Among those attending the event were Dan McNichol, who has partnered with Case Construction in an effort to draw attention to the country's aging infrastructure.
"There are 4 million miles of roads in America ... 50,000 of them are the interstate system," McNichol Said.
McNichol, along with other speakers cited the need to finish the missing link between Seven Mountains and Boalsburg along U.S. 322, which for years has become increasingly dangerous as more and more traffic travels this stretch of road.
As the country has grown, there is more and more congestion on roads, because very little has been done to adjust to the economic growth over the past decades, McNichol said. As a result, business and industry has taken an economic hit after bridges and roads were posted for weight limits, or closed outright.
McNichol said the overall grade point average for America's infrastructure, according to the American Society of Civil Engineers, is a D+. Pennsylvania contributes to that rating, due in large part to the record number of structurally deficient bridges in the commonwealth.
In addition, McNichol said the rail system, dams, the electrical grid, schools and the park system, have all been neglected over a period of several decades.
"We love our parks to death, but don't put enough money into them," he added.
McNichol closed out his comments by stating that Pennsylvania was in a unique position and could very well lead the way in addressing much needed infrastructure work.
Pennsylvania's Secretary of Transportation Barry Schoch said he expects to find out what will come of the transportation funding bill, Senate Bill 1, with in the next week or two. Senate Bill 1 passed with overwhelming support in the Senate with a 45-5 vote in favor, during a past legislative session.
Senate Bill 1 went to the state House of Representatives sometime ago, and Schoch said Gov. Tom Corbett has asked the representatives to hold off on an up or down vote, until there is a consensus and a bill can be passed and sent back to the Senate for approval.
Schoch said a vote now, would most likely lead to the bill's defeat.
Schoch said the need for a comprehensive transportation bill has never been needed more, than right now.
There were recently 1,200 additional bridges posted in Pennsylvania, disrupting commerce and affecting the economy, Schoch said. Schoch has received some negative feedback from the business community because of this, to which he has repeatedly replied for concerned citizens to call their legislators and ask them to fund these needed infrastructure improvements state-wide.

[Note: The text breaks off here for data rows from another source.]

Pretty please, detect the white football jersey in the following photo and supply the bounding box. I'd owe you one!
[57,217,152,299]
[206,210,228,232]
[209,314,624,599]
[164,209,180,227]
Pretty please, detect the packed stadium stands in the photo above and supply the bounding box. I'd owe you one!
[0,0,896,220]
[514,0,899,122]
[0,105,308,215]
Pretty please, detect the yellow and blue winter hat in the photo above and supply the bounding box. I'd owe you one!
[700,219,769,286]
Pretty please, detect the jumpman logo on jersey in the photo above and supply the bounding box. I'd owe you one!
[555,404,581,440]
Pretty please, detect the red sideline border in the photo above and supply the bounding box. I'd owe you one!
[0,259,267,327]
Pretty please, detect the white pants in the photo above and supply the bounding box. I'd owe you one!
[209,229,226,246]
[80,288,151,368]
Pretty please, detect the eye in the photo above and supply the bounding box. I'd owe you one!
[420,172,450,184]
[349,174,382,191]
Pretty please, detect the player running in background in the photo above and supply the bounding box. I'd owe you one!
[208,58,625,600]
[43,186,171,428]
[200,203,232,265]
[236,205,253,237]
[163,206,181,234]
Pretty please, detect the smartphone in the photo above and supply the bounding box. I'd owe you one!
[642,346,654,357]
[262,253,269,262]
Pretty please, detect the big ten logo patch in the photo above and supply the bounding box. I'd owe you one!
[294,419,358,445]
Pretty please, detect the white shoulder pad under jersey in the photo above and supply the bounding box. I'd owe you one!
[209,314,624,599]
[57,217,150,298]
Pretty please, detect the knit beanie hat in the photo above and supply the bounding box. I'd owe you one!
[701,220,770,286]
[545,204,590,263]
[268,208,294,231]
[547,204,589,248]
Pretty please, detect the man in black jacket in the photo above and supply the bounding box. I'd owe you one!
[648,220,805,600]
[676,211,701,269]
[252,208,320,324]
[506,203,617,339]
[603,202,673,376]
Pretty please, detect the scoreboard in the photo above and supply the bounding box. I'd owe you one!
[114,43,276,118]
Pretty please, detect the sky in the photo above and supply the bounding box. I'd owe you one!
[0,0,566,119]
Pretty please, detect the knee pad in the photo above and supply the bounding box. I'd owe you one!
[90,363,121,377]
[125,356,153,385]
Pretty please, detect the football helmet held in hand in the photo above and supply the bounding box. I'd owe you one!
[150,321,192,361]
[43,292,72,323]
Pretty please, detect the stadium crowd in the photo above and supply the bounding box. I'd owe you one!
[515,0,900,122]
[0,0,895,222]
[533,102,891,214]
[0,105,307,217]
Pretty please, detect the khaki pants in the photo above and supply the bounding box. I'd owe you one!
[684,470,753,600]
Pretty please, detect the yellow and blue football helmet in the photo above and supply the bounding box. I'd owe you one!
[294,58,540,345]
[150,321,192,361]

Schoch said bridge and road postings will continue to go up with each passing year, until something is done to fund these projects.
Schoch said there is the very real threat that Pennsylvania will lose jobs to surrounding states who have already chosen to pass transportation bills and address infrastructure issues. This allows commerce to move more smoothly and thus keeps costs down, he said.
"Every year you don't do it, it will get worse," Schoch said.
In terms of job creation, Schoch said passing a transportation bill could potentially produce 50,000 new jobs, the vast majority of which would be for Pennsylvania. Doing nothing could cause the state to loose 12,000 construction related jobs, he said.